This article is over 8 years old and may contain outdated information

Death Squared – SMG Studio – Early 2017

Australia-based SMG Studio was showing Death Squared at PAX this year, and I had the opportunity to check it out on the show floor. At first glance, the simple, brightly colored cubes might make you think the game is for kids. Rest assured, it will test the wits and patience of young and old alike, with an approach to puzzles comparable only to GLaDOS or the Saw movies. You’re just a brightly-colored cube, so the constant destruction from every puzzle’s traps doesn’t have quite the same effect, but the fear is still there. Death Squared is 2-or-4 players, requiring excellent communication above everything.
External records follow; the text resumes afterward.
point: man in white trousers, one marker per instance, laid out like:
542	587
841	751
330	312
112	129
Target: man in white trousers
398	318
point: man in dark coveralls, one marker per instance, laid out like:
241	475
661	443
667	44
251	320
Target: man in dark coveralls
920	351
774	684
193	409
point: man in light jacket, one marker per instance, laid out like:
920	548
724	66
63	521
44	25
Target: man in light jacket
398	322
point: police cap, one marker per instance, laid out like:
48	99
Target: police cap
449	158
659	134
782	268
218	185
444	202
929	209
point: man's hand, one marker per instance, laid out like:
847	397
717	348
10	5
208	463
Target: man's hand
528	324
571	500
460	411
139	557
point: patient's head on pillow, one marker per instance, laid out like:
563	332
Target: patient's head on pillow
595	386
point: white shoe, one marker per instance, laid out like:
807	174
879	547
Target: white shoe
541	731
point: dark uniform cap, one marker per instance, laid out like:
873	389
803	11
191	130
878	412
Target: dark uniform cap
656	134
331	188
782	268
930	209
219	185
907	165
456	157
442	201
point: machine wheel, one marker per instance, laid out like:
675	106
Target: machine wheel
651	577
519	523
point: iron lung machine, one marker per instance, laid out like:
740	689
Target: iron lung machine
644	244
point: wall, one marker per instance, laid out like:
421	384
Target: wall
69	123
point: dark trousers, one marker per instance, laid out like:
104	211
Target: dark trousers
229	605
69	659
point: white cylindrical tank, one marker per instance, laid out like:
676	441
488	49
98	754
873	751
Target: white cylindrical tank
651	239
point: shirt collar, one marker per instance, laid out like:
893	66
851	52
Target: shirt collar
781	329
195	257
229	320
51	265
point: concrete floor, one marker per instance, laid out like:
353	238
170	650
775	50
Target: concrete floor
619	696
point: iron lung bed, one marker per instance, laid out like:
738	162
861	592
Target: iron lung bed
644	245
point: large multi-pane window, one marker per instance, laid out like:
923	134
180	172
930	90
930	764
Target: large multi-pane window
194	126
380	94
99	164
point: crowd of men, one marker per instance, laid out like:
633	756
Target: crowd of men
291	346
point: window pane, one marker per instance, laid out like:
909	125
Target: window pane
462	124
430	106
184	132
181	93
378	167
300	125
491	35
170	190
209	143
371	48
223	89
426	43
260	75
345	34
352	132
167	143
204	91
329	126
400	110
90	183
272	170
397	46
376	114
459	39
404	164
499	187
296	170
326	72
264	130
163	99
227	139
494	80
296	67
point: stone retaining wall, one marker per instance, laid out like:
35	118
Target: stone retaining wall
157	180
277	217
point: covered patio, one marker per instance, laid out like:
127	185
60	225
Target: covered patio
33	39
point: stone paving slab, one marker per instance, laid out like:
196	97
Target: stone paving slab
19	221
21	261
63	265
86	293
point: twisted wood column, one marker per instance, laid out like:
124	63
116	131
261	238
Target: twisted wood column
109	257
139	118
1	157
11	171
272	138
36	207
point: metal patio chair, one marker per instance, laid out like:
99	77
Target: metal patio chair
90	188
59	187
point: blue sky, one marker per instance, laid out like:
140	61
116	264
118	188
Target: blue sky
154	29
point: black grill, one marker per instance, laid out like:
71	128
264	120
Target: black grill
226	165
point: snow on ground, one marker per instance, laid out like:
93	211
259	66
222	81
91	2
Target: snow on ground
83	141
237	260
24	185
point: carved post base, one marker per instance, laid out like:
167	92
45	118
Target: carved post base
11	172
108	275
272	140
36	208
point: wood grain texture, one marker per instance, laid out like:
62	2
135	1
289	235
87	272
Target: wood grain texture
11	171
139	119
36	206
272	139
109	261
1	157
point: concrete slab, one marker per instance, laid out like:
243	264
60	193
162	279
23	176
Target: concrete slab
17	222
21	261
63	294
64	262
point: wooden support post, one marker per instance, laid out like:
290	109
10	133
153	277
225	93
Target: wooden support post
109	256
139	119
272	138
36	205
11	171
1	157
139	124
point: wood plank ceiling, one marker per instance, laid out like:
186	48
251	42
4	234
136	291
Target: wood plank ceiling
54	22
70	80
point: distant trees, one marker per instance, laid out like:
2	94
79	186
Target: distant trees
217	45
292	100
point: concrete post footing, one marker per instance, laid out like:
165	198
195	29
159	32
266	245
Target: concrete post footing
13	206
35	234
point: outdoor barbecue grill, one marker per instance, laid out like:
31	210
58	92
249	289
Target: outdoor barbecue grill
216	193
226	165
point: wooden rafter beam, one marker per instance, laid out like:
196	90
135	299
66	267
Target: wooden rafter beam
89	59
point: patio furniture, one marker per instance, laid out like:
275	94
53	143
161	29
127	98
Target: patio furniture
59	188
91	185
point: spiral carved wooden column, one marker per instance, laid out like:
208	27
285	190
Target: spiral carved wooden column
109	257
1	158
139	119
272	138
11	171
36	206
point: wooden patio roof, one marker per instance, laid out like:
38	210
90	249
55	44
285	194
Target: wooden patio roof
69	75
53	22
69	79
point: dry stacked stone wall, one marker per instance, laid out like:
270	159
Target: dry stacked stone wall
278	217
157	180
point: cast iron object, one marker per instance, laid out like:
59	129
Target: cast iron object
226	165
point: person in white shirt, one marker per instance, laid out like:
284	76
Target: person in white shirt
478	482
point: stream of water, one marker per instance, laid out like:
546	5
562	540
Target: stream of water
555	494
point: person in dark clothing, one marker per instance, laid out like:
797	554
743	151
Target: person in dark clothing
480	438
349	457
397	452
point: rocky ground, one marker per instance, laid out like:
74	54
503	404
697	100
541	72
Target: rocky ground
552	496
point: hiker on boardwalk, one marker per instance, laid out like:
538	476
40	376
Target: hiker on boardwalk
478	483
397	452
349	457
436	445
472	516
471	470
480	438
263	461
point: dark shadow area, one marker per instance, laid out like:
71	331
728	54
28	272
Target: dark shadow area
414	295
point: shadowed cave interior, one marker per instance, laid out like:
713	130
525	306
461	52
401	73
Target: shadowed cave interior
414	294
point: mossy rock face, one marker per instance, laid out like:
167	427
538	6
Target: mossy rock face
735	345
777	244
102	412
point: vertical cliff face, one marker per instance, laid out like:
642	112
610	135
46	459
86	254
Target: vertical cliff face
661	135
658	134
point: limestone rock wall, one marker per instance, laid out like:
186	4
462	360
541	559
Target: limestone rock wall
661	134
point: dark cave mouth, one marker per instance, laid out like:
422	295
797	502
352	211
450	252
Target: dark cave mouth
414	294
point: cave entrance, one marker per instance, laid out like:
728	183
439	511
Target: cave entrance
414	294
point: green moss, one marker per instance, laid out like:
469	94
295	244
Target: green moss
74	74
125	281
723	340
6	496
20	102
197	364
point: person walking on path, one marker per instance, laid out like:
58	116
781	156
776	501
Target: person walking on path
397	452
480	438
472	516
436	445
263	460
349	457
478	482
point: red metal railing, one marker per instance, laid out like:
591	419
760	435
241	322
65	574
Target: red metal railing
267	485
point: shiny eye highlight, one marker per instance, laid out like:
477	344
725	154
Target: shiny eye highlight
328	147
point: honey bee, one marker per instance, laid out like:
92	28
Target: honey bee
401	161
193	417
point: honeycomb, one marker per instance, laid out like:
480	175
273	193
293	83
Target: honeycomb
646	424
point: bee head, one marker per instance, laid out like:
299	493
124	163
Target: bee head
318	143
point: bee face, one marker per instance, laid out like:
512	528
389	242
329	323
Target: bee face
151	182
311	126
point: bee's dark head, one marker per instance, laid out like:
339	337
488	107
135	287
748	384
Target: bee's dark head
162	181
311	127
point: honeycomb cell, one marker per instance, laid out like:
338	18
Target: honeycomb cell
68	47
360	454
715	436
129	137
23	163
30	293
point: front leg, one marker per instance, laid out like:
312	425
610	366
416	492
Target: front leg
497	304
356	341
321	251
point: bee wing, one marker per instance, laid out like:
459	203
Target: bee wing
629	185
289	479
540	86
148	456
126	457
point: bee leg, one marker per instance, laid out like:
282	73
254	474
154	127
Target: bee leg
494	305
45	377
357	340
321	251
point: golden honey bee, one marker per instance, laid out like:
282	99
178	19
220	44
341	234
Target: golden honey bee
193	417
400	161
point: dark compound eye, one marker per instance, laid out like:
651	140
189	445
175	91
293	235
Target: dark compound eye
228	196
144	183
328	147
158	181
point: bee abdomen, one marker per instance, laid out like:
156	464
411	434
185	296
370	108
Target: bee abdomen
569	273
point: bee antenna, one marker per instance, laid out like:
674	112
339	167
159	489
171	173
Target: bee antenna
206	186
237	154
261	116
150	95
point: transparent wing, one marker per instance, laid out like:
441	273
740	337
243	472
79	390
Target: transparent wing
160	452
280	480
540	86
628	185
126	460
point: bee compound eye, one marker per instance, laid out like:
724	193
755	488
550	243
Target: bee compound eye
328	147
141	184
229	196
I played around six 2-player puzzles with a random passerby at the show, and it was an impressive display of design ingenuity. Every player action can have an unexpected reaction from the puzzle itself, including everything from impaling your friend with floor spikes or pushing them off the map and into the void. The puzzles range from incredibly simple to seemingly impossible, though I never found myself feeling frustrated. The thing I think Death Squared does best, though, is make death inevitable. The rules of each map are secret until you discover them through trial and error. Most of the errors result in death.

The 2-player experience is almost laid back by comparison to the 4-player mode. Coordinating two players for the more difficult puzzles is already a challenge, so trying to coordinate four is a nightmare. It gets easier after a few levels, once everybody’s on the same page, but even then, the complexity of solving the 4-person puzzles ramps up incredibly quickly by comparison.